Be it with Ibikunle Amosun of Ogun State, Rochas Okorocha of Imo State or Rotimi Akeredolu of Ondo State, Adams Oshiomhole is right now in deep trouble and is set for the severest test of his survival as party chair. Whether he succeeds in retaining his seat depends very much on how much force he could muster and how well he could push back against the governors who have been joined by ministers and other party stalwarts in the Oshiomhole-must-go campaign.
Things were always bound to end like this. There are too many contending interests in the APC and there was no way any party chair could satisfy one interest group without offending another. It was in a bid to satisfy one group at the expense of another that the former chair of the APC, John Odigie Oyegun, was made to bite the dust and pave way for Oshiomhole. If Oshiomhole would retain his position, it would not only be with the support of those who have him in their good book but how much stronger that support is than that of the governors’ group.
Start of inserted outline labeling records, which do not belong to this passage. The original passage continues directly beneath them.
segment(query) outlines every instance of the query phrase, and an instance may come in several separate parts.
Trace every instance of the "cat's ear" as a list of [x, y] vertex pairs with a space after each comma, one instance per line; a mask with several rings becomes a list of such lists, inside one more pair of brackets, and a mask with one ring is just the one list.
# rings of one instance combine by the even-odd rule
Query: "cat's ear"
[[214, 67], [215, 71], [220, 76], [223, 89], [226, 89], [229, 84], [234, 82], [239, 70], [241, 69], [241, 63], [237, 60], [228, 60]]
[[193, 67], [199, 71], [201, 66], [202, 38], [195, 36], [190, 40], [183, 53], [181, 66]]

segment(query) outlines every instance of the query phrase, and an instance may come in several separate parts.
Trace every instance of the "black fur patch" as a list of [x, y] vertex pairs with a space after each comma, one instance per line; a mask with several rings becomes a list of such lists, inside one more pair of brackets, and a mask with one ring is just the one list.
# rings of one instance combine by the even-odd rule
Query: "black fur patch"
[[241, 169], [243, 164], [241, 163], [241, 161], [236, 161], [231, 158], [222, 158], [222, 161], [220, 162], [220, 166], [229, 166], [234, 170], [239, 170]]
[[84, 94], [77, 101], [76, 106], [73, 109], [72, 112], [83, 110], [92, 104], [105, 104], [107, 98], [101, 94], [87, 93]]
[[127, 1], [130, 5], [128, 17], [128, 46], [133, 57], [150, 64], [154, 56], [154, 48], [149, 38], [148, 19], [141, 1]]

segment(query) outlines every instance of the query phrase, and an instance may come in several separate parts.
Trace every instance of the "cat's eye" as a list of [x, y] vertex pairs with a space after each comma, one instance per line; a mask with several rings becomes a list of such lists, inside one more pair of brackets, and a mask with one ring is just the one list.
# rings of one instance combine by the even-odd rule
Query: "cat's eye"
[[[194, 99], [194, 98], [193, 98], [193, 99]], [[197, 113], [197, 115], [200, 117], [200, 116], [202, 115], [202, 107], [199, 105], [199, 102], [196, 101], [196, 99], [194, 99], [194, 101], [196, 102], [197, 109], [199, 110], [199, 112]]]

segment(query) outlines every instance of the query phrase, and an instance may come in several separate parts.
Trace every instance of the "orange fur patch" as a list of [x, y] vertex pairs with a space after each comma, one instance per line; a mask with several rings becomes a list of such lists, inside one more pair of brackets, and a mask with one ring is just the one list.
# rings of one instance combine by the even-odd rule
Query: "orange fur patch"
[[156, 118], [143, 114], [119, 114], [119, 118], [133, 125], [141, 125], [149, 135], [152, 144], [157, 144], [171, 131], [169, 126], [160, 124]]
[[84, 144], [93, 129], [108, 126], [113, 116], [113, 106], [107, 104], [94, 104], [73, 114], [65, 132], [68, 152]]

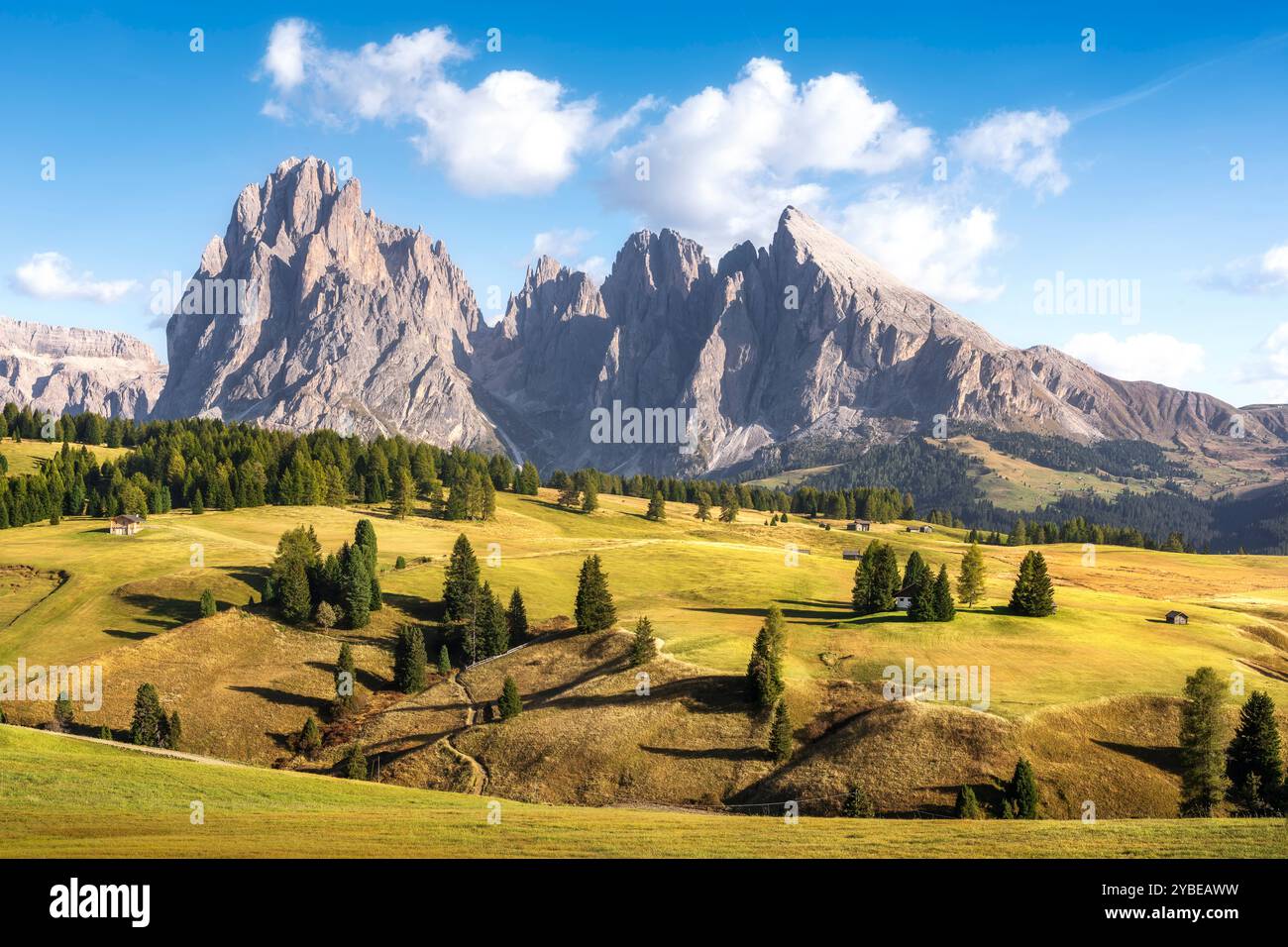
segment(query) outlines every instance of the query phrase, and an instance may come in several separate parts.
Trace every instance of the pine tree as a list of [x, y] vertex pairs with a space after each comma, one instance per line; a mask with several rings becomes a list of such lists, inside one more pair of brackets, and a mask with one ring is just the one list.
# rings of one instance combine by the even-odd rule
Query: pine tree
[[747, 662], [748, 696], [761, 710], [774, 706], [782, 697], [786, 636], [782, 609], [770, 606]]
[[1042, 553], [1029, 550], [1020, 562], [1020, 575], [1011, 590], [1011, 611], [1033, 618], [1043, 618], [1055, 611], [1055, 589], [1047, 575]]
[[1225, 751], [1230, 799], [1248, 814], [1269, 814], [1279, 808], [1284, 765], [1275, 702], [1265, 691], [1253, 691], [1239, 711], [1239, 725]]
[[733, 487], [725, 484], [720, 490], [720, 522], [735, 523], [738, 521], [738, 493]]
[[519, 696], [519, 685], [509, 675], [506, 675], [505, 684], [501, 688], [501, 700], [497, 701], [497, 710], [501, 711], [502, 720], [513, 720], [523, 713], [523, 698]]
[[349, 627], [366, 627], [371, 622], [371, 573], [367, 572], [367, 557], [359, 546], [349, 550], [341, 585], [344, 613], [349, 618]]
[[635, 638], [631, 642], [631, 667], [647, 665], [657, 657], [657, 639], [653, 638], [653, 622], [645, 616], [635, 622]]
[[448, 621], [473, 621], [479, 591], [479, 560], [465, 533], [456, 539], [443, 580], [443, 607]]
[[698, 492], [698, 512], [693, 515], [703, 523], [711, 519], [711, 495], [705, 490]]
[[939, 577], [931, 593], [935, 600], [935, 621], [952, 621], [957, 617], [957, 606], [953, 604], [953, 590], [948, 581], [948, 567], [939, 567]]
[[277, 579], [276, 598], [285, 621], [292, 625], [308, 621], [313, 612], [313, 603], [309, 599], [309, 577], [300, 557], [291, 555], [282, 564], [282, 572]]
[[769, 752], [778, 763], [786, 763], [792, 755], [792, 718], [787, 713], [787, 701], [778, 701], [774, 709], [774, 725], [769, 729]]
[[72, 725], [76, 719], [76, 707], [72, 706], [72, 698], [66, 691], [58, 694], [58, 700], [54, 701], [54, 722], [58, 724], [59, 729], [67, 729]]
[[130, 720], [130, 742], [135, 746], [161, 746], [165, 711], [152, 684], [139, 684], [134, 694], [134, 718]]
[[305, 756], [312, 756], [322, 747], [322, 732], [318, 729], [318, 722], [312, 716], [304, 722], [296, 746]]
[[165, 746], [170, 750], [178, 750], [179, 745], [183, 742], [183, 723], [179, 720], [179, 711], [170, 714], [170, 719], [166, 722], [165, 728]]
[[340, 657], [335, 662], [335, 715], [344, 716], [358, 706], [355, 693], [358, 669], [353, 661], [353, 648], [348, 642], [340, 646]]
[[403, 625], [398, 629], [398, 642], [394, 648], [394, 687], [403, 693], [420, 693], [425, 689], [425, 635], [416, 625]]
[[975, 799], [975, 790], [970, 786], [962, 786], [957, 791], [954, 812], [957, 818], [983, 818], [984, 812], [979, 808], [979, 800]]
[[1225, 684], [1211, 667], [1185, 679], [1181, 705], [1181, 816], [1207, 818], [1225, 796]]
[[1011, 804], [1015, 818], [1039, 818], [1038, 783], [1033, 767], [1023, 756], [1015, 764], [1015, 774], [1006, 787], [1006, 800]]
[[510, 629], [510, 644], [523, 644], [528, 639], [528, 607], [518, 589], [510, 593], [510, 607], [505, 612], [505, 622]]
[[661, 490], [656, 491], [653, 499], [648, 501], [648, 513], [644, 514], [644, 519], [652, 519], [656, 523], [666, 519], [666, 499]]
[[868, 794], [858, 783], [850, 786], [845, 792], [845, 801], [841, 804], [841, 814], [846, 818], [872, 818], [876, 807], [868, 799]]
[[[974, 530], [971, 530], [974, 533]], [[984, 554], [976, 542], [971, 542], [962, 557], [962, 568], [957, 576], [957, 598], [965, 606], [974, 606], [984, 597]]]
[[580, 631], [603, 631], [617, 621], [617, 607], [608, 590], [608, 576], [600, 566], [599, 555], [589, 555], [581, 564], [573, 617]]
[[349, 747], [349, 751], [344, 755], [344, 776], [346, 780], [366, 780], [367, 778], [367, 758], [362, 752], [362, 747], [354, 743]]

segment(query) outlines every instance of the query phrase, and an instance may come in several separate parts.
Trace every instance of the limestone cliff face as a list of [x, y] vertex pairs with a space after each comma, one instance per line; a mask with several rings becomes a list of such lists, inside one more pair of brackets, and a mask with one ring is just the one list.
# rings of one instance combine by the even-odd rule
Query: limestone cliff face
[[[363, 213], [357, 180], [283, 162], [237, 198], [180, 307], [157, 416], [216, 412], [296, 430], [401, 432], [538, 465], [707, 473], [804, 435], [868, 441], [936, 415], [1065, 437], [1193, 445], [1238, 410], [1016, 349], [788, 207], [766, 247], [712, 265], [672, 232], [631, 234], [601, 286], [547, 256], [486, 326], [440, 242]], [[599, 443], [596, 408], [683, 411], [689, 445]], [[1282, 415], [1247, 411], [1252, 441]]]
[[193, 281], [243, 301], [171, 316], [158, 416], [500, 446], [470, 390], [480, 317], [464, 274], [440, 241], [363, 213], [358, 182], [340, 188], [325, 162], [246, 187]]
[[0, 317], [0, 403], [143, 420], [165, 375], [156, 353], [124, 332]]

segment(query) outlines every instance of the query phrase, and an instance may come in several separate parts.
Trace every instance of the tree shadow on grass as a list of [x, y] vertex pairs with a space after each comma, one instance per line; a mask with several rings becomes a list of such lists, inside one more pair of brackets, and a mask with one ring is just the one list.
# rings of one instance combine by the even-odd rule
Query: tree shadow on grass
[[318, 700], [317, 697], [305, 697], [304, 694], [291, 693], [290, 691], [282, 691], [281, 688], [277, 687], [232, 684], [228, 687], [228, 689], [236, 691], [237, 693], [252, 693], [256, 697], [263, 697], [269, 703], [278, 703], [283, 707], [309, 707], [316, 713], [321, 713], [321, 710], [327, 705], [325, 700]]
[[1115, 743], [1109, 740], [1092, 740], [1096, 746], [1121, 752], [1124, 756], [1148, 763], [1173, 776], [1181, 774], [1181, 747], [1179, 746], [1135, 746], [1132, 743]]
In a sense, therefore, the battle between Oshiomhole and the governors is a proxy war between Bola Tinubu and the governors opposed to his position in the APC. Oyegun lost his position mainly because he lost Tinubu’s trust. Oshiomhole restored that trust but has in the process displeased others.
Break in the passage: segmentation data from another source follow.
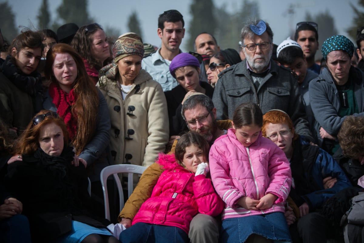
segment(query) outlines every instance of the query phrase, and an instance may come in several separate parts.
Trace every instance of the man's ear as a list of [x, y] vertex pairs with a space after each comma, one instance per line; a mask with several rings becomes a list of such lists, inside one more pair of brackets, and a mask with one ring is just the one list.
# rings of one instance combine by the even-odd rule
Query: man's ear
[[162, 37], [163, 36], [163, 30], [160, 28], [157, 30], [157, 34], [158, 34], [158, 37], [162, 39]]
[[212, 108], [212, 110], [211, 110], [211, 112], [212, 113], [212, 114], [213, 115], [214, 119], [215, 120], [216, 119], [216, 108], [214, 107]]

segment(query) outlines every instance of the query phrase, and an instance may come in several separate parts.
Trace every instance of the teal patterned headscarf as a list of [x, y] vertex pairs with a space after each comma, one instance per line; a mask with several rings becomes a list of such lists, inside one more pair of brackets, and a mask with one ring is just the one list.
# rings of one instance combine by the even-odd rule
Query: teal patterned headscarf
[[345, 51], [351, 58], [354, 53], [354, 44], [343, 35], [334, 35], [324, 42], [322, 44], [321, 51], [325, 60], [329, 52], [338, 50]]

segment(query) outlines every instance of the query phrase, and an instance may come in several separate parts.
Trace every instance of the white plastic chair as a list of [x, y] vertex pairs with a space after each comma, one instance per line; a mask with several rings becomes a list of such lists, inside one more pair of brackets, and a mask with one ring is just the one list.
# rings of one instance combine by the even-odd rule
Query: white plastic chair
[[88, 194], [90, 194], [90, 196], [91, 196], [91, 181], [90, 180], [90, 179], [89, 177], [87, 177], [87, 180], [88, 180], [88, 186], [87, 187], [87, 191], [88, 192]]
[[101, 171], [100, 177], [101, 181], [101, 185], [102, 186], [102, 191], [104, 193], [104, 202], [105, 204], [105, 218], [110, 220], [110, 210], [109, 207], [109, 197], [107, 193], [107, 187], [106, 181], [107, 178], [110, 176], [114, 176], [114, 179], [118, 187], [118, 191], [119, 192], [119, 212], [124, 207], [124, 194], [123, 193], [123, 188], [120, 182], [120, 179], [118, 176], [119, 173], [128, 173], [128, 196], [130, 195], [133, 192], [133, 174], [139, 174], [142, 175], [144, 172], [146, 167], [140, 165], [135, 165], [130, 164], [120, 164], [109, 165], [105, 167]]

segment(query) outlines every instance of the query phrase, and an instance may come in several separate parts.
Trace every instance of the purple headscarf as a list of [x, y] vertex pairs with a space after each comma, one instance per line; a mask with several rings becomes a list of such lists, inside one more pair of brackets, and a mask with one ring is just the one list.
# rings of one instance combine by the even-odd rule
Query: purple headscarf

In all of this, President Buhari has been further sidelined and his lame duck position is further contoured against the background of his ongoing re-election plans. No doubt, his success at the polls is greatly imperiled by the internal wrangling in the APC. It makes defeat by the Peoples Democratic Party, PDP, candidate, Atiku Abubakar, a very probable proposition. While the different forces ranged against one another in the APC would and could win in their different zones and areas of control, the party could lose the bigger prize that is the presidential election.
The ultimate loser would be President Muhammadu Buhari who brought this all upon himself, many would say rightly, by his contrived aloofness from activities within his party, positioning himself as not a little above the fray he imagined suited the ‘politicians’ in the APC fold. Now he has a price to pay as he is being made a mere onlooker at what should be his own pre-victory party. After all, he is the proud recipient of some 12 million votes in the APC, one-man, presidential primaries. All that pretence to political saintliness is all coming to nothing and will indeed come to nothing by the time the different forces self-destruct.
Like a decomposing flesh, the APC seems poised to implode from the bowels, and nothing makes that clearer than the corruption investigation for alleged financial impropriety being levelled against Adams Oshiomhole. This is an insider job that proves just how sinister politicians could be. They know where the rot lies and how to point to where to look when needs be.
Neither the Department of State Services, DSS, nor the Economic and Financial Crimes Commission, EFCC, would have much to do. The ground is very much cleared for them, should they choose to act. The APC primaries have come and gone. But after the governors cried wolf, after their witch howled across the spine-chilling silence of the night, nobody needs a dibia to tell them that it was the witch that cried the night before that killed the child.